Snippet 3 — the fixed TTL that is too short for the tail
const lockTTL = 5 * time.Second // recompute p50 ~2s, p99 ~25s
func recomputeUnderLock(ctx context.Context, key, token string) error {
ok, _ := rdb.SetNX(ctx, "lock:"+key, token, lockTTL).Result()
if !ok {
return errLockHeld // caller serves stale and retries later
}
out, err := recomputeFeed(ctx) // can take up to 25s on a cold shard
if err != nil {
return err
}
// lock may already have expired here on a slow recompute
cache.Set(key, out, 5*time.Minute)
rdb.Del(ctx, "lock:"+key) // unconditional delete
return nil
} Quiz
Completed
With a 5s lock TTL and a 25s p99 recompute, name both bugs and the principled fix.
Heads-up The expiry is the primary bug: it lets a second recompute start, reopening the herd you were preventing. The unconditional Del is a second, compounding bug.
Heads-up A larger fixed TTL trades one failure for another: if that holder crashes, every reader now waits up to 60s for the stale lock to clear. Renewing the lease tracks the real work instead of guessing.
Heads-up Cache TTL is unrelated to the lock-expiry race. The fix is in the lock lifecycle: renew the lease and release conditionally on the token.
Snippet 4 — the lease-renewing holder
func recomputeWithLease(ctx context.Context, key, token string) error {
if ok, _ := rdb.SetNX(ctx, "lock:"+key, token, 10*time.Second).Result(); !ok {
return errLockHeld
}
// heartbeat: re-extend the lease every 3s while we work
stop := make(chan struct{})
go func() {
t := time.NewTicker(3 * time.Second)
defer t.Stop()
for {
select {
case <-stop:
return
case <-t.C:
// PEXPIRE lock:key 10000 if token still ours
renewIfOwner(ctx, "lock:"+key, token, 10*time.Second)
}
}
}()
out, err := recomputeFeed(ctx)
close(stop)
if err != nil {
return err
}
cache.Set(key, out, 5*time.Minute)
releaseIfOwner(ctx, "lock:"+key, token) // CAS delete
return nil
} Quiz
Completed
The lease renews every 3s with a 10s TTL and releases via CAS-on-token. A long stop-the-world GC pause (≥10s) hits this worker mid-recompute. What can still go wrong, and what guards against it?
Heads-up renewIfOwner only fires when the goroutine runs; an STW pause freezes the whole process including the heartbeat, so the lease can lapse despite the renew loop.
Heads-up CAS-on-token stops you deleting someone else's lock, but it does not stop a resumed-after-pause worker from writing a stale value while it wrongly thinks it still holds the lock. That needs a fencing token on the write itself.

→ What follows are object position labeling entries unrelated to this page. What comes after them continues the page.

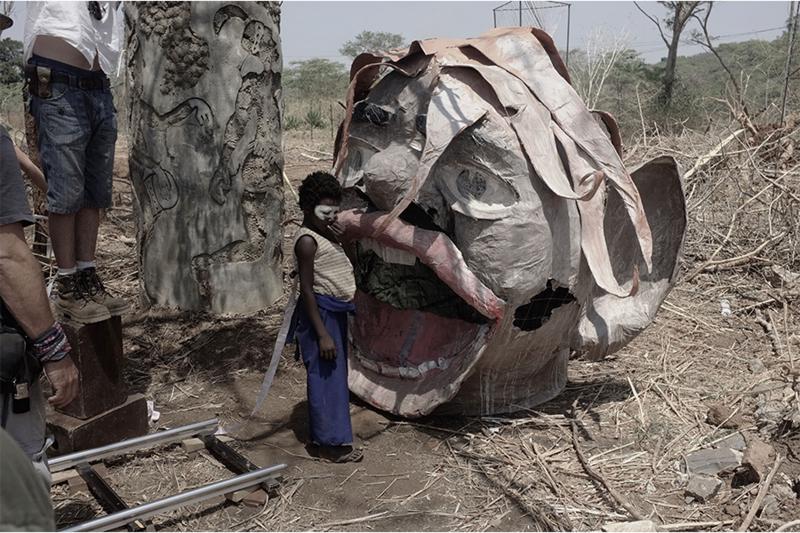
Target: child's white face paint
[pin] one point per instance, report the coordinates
(326, 213)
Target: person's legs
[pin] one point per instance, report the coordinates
(87, 224)
(63, 132)
(62, 237)
(97, 196)
(28, 430)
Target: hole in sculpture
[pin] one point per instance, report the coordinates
(534, 314)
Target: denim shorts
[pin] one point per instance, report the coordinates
(76, 131)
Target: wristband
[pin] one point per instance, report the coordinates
(52, 345)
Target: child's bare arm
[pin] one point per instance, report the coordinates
(32, 171)
(305, 249)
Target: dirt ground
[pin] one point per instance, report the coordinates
(634, 417)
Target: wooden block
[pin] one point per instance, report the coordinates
(257, 498)
(101, 470)
(64, 476)
(122, 422)
(193, 445)
(97, 354)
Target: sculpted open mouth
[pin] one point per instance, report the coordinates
(423, 318)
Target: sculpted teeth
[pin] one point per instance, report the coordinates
(405, 372)
(387, 254)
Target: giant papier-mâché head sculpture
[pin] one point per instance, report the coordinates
(498, 231)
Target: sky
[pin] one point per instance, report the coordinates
(318, 29)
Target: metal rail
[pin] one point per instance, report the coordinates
(148, 510)
(71, 460)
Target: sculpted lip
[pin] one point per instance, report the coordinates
(434, 249)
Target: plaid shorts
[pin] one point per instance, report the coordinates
(76, 133)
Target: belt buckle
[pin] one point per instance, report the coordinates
(43, 75)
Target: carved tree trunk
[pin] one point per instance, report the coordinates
(205, 152)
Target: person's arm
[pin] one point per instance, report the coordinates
(32, 171)
(305, 249)
(22, 291)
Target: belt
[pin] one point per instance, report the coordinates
(86, 83)
(46, 75)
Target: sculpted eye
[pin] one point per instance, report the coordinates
(477, 194)
(368, 112)
(421, 123)
(358, 153)
(472, 186)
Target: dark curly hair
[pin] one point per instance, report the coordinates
(315, 187)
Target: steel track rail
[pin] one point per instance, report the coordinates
(148, 510)
(71, 460)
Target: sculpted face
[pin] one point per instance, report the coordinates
(497, 229)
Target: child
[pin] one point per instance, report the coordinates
(327, 287)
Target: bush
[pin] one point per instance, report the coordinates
(291, 122)
(314, 118)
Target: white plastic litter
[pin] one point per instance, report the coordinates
(152, 415)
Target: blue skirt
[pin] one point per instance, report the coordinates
(328, 394)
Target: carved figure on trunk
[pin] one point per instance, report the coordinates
(206, 163)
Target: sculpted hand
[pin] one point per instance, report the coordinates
(337, 230)
(63, 376)
(203, 113)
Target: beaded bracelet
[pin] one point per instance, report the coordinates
(52, 345)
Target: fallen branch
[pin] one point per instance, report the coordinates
(769, 329)
(685, 526)
(741, 259)
(704, 160)
(762, 493)
(789, 525)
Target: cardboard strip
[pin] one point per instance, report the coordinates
(572, 115)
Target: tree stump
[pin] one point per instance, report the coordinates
(205, 152)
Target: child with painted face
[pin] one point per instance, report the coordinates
(327, 287)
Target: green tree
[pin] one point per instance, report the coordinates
(315, 78)
(678, 15)
(10, 61)
(371, 41)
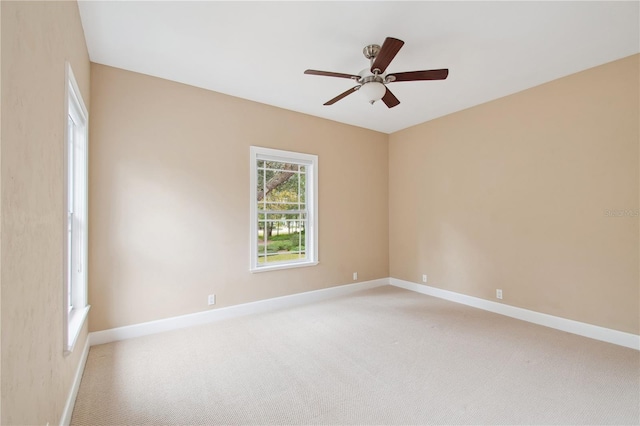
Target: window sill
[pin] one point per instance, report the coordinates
(76, 320)
(282, 266)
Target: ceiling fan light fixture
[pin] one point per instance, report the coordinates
(373, 91)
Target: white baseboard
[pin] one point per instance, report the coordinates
(153, 327)
(65, 420)
(583, 329)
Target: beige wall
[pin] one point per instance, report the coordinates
(37, 38)
(512, 194)
(169, 199)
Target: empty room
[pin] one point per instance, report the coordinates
(319, 212)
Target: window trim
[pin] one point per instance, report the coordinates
(311, 162)
(74, 316)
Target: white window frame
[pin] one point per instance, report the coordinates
(310, 162)
(76, 146)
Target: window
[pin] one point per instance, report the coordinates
(75, 250)
(284, 209)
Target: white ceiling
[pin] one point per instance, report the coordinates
(259, 50)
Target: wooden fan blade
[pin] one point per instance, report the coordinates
(332, 74)
(342, 95)
(389, 99)
(419, 75)
(388, 51)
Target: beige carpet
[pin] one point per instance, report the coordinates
(381, 356)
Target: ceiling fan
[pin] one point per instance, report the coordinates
(372, 81)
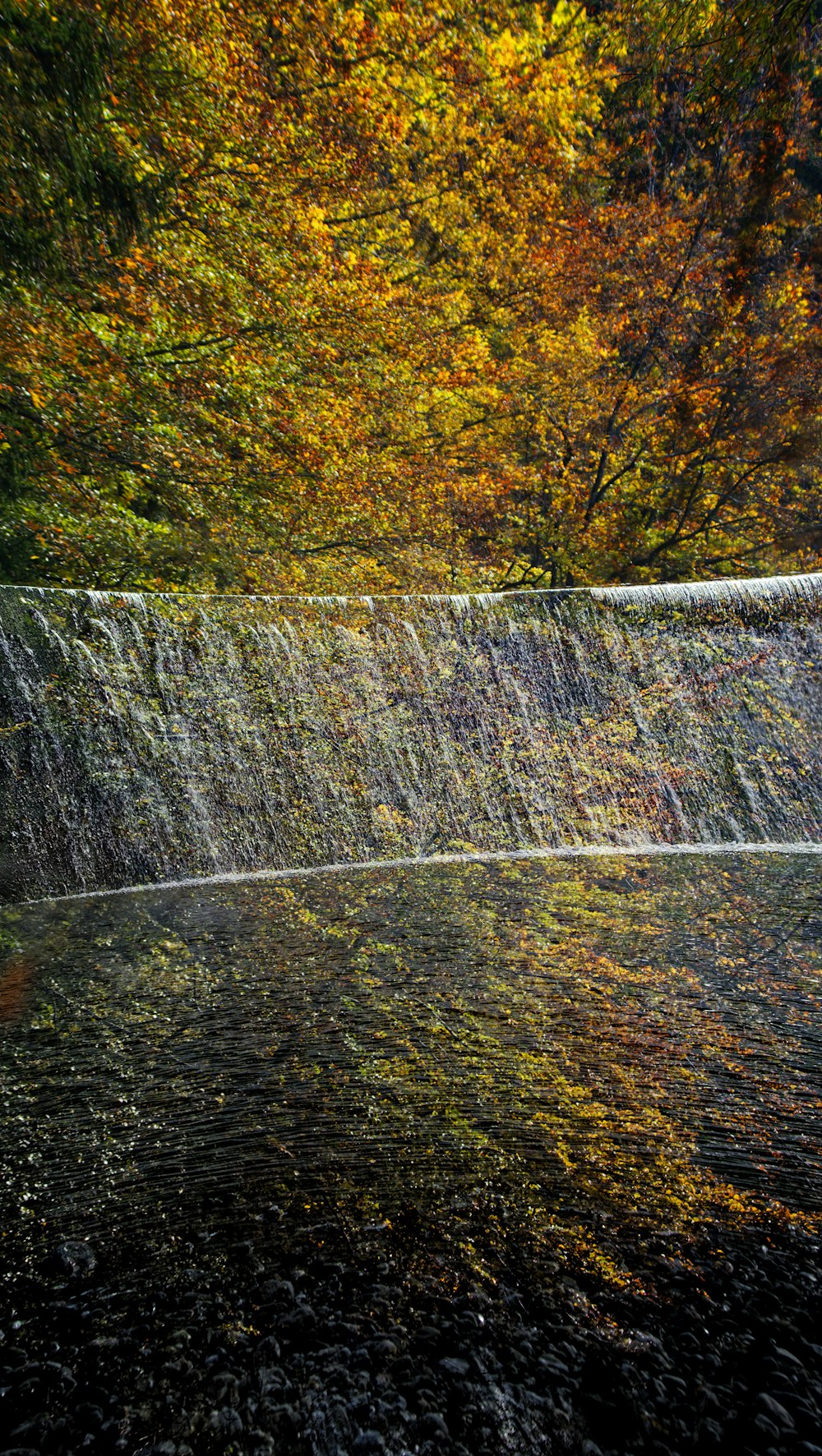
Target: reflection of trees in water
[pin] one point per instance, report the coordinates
(573, 1039)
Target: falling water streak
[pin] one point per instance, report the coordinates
(492, 856)
(181, 737)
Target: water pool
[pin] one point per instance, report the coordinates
(592, 1082)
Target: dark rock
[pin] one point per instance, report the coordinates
(75, 1258)
(456, 1367)
(774, 1411)
(226, 1424)
(367, 1443)
(433, 1426)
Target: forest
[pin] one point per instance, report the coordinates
(401, 296)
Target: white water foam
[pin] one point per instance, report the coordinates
(416, 862)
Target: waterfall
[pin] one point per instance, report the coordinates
(150, 737)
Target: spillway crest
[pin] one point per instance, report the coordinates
(150, 737)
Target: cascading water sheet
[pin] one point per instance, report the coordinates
(149, 737)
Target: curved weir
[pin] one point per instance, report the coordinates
(160, 737)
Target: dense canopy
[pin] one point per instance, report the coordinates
(382, 296)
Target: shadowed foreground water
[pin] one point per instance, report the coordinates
(494, 1078)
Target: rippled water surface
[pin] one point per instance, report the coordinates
(621, 1035)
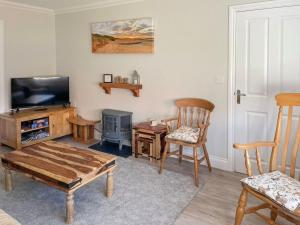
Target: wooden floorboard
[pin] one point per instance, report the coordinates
(215, 203)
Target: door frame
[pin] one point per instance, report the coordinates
(233, 10)
(2, 78)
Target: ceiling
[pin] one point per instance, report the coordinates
(62, 4)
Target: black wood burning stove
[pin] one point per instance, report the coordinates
(116, 127)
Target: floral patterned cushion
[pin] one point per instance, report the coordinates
(186, 134)
(282, 189)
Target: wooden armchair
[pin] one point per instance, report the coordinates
(279, 192)
(189, 129)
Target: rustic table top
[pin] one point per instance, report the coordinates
(59, 161)
(147, 126)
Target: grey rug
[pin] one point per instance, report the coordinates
(141, 197)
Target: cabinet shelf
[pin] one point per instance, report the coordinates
(134, 88)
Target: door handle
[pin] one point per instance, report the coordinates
(238, 96)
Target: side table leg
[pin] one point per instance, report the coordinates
(157, 147)
(109, 184)
(70, 208)
(7, 180)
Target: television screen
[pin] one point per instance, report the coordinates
(39, 91)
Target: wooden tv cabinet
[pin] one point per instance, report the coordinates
(14, 127)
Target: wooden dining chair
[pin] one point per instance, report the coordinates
(279, 189)
(189, 129)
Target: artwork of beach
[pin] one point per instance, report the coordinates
(124, 36)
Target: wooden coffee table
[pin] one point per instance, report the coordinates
(61, 166)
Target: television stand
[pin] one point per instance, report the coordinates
(29, 127)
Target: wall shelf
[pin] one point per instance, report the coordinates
(134, 88)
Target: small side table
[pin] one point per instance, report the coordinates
(151, 136)
(83, 130)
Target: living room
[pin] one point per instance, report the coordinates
(199, 50)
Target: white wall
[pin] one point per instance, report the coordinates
(29, 41)
(191, 52)
(2, 86)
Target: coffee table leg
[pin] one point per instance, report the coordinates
(109, 184)
(7, 180)
(70, 208)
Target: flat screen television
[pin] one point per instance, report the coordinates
(39, 91)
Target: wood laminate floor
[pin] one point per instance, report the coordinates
(216, 201)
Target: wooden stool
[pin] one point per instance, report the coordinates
(83, 130)
(145, 147)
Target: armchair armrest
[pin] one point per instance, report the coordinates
(253, 146)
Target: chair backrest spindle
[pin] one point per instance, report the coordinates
(193, 112)
(291, 101)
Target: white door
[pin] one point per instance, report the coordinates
(2, 80)
(267, 62)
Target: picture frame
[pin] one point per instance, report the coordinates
(107, 78)
(123, 36)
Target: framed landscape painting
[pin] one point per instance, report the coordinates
(123, 36)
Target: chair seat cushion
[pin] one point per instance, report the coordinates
(186, 134)
(279, 187)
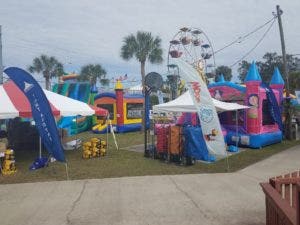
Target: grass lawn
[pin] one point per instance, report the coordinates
(120, 163)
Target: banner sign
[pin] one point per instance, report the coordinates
(41, 110)
(206, 110)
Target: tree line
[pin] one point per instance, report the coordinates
(143, 46)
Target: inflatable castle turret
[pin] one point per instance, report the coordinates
(277, 83)
(253, 117)
(119, 103)
(221, 78)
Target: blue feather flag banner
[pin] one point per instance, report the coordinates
(41, 110)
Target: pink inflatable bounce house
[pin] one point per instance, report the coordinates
(259, 125)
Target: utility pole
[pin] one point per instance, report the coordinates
(1, 63)
(288, 116)
(285, 69)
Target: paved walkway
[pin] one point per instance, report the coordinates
(232, 198)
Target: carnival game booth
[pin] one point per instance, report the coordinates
(125, 110)
(181, 134)
(260, 125)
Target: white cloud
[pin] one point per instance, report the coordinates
(92, 31)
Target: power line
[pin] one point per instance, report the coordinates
(241, 38)
(254, 47)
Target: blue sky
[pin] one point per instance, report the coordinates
(81, 32)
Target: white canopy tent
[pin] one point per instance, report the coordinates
(184, 103)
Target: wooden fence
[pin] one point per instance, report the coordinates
(282, 199)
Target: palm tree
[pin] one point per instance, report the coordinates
(143, 47)
(91, 73)
(49, 66)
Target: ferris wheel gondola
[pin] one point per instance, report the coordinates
(193, 46)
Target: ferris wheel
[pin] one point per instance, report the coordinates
(193, 46)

Heads-up A 1s TTL makes lapses more likely under any pause and demands more frequent heartbeats; it worsens the race rather than fixing it. The durable fix is fencing the write, not a tighter timer.
Recap
Every dogpile fix is read in the lock path. Local single-flight caps recomputes at the instance count, not one — a distributed lock is what coordinates the fleet. A lock with no TTL deadlocks every reader if the holder dies, so always SET NX PX. A fixed TTL shorter than the worst-case recompute reopens the herd and risks deleting someone else’s lock, so renew the lease on a heartbeat and release conditionally on your token. And even a renewed lease can lapse under a long STW pause or partition, so fence the write with a monotonic token (or a versioned CAS) to stop a resumed holder from overwriting fresh data. Fix the lock lifecycle, then re-test under a slow-recompute and a pause-injection scenario.